DOE Finalizes Tighter Residential Water Heater Standard

Showers Will Still Be Hot, but Cost Less and Use Less Energy

WASHINGTON (April 1, 2010) -- In a positive step for consumers and the environment, the Energy Department issued final energy efficiency standards for residential water heaters today, improving on the initial proposal made last December.

This tighter standard will save electricity, create a bigger market for advanced water heater technology and save consumers money, according to the Natural Resources Defense Council.

NRDC and 10,000 of its activists urged DOE to adopt a tighter standard than one it proposed late last year and the Department listened.

According to DOE, the standard will save 2.8 quads of energy, enough to power 15 million American homes for a year and avoid the need for three new 250 megawatt power plants. In addition, the CO2 emissions savings would total 164 million tons. In addition, a half-ton of mercury will be kept out of the air from power plant emissions. The energy bill savings from the standard, which goes into effect in 2015, will be $10 billion over the next 30 years.

The following is a statement from Lane Burt, Manager of Building Energy Policy at the Natural Resources Defense Council:

“We wanted the Energy Department to strengthen the proposed energy efficiency requirement for water heaters, and it did.
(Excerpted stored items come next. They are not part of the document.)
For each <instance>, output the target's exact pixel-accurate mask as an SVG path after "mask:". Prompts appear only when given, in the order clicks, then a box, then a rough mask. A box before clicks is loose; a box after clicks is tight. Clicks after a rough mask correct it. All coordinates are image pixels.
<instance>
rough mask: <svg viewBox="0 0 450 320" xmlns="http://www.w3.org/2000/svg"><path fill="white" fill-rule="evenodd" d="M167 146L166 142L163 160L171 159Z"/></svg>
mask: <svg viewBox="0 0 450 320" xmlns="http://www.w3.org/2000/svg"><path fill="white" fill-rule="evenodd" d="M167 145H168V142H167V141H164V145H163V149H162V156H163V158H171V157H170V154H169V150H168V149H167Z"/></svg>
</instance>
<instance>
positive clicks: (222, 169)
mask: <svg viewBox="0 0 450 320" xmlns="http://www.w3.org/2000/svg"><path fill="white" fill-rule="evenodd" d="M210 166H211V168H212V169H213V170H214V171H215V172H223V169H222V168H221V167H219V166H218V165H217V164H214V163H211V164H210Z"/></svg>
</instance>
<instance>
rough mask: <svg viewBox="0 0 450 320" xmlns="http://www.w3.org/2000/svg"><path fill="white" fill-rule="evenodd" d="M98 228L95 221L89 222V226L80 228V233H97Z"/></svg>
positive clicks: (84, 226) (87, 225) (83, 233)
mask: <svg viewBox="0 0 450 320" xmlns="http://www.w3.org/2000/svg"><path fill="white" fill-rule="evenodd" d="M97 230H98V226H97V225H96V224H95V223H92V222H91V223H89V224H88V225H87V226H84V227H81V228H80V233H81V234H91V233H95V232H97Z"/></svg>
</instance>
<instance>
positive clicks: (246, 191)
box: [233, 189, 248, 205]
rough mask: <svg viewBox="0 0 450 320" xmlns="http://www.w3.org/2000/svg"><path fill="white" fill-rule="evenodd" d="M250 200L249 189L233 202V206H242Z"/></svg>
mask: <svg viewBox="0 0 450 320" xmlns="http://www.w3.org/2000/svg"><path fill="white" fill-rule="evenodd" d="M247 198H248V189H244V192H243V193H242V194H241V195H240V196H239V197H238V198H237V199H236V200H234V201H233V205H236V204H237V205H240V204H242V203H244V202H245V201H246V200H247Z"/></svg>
These standards will not only boost the total national energy savings, but help create a bigger market for advanced water heater technologies that will eventually make every shower cheaper and more sustainable.

“This rule illustrates the Department’s and Secretary Chu's commitment to issuing and enforcing the dozens of standards that are overdue because of the inaction of previous administrations, while bringing the savings from energy efficiency to every American who takes a hot shower or uses any other appliance.”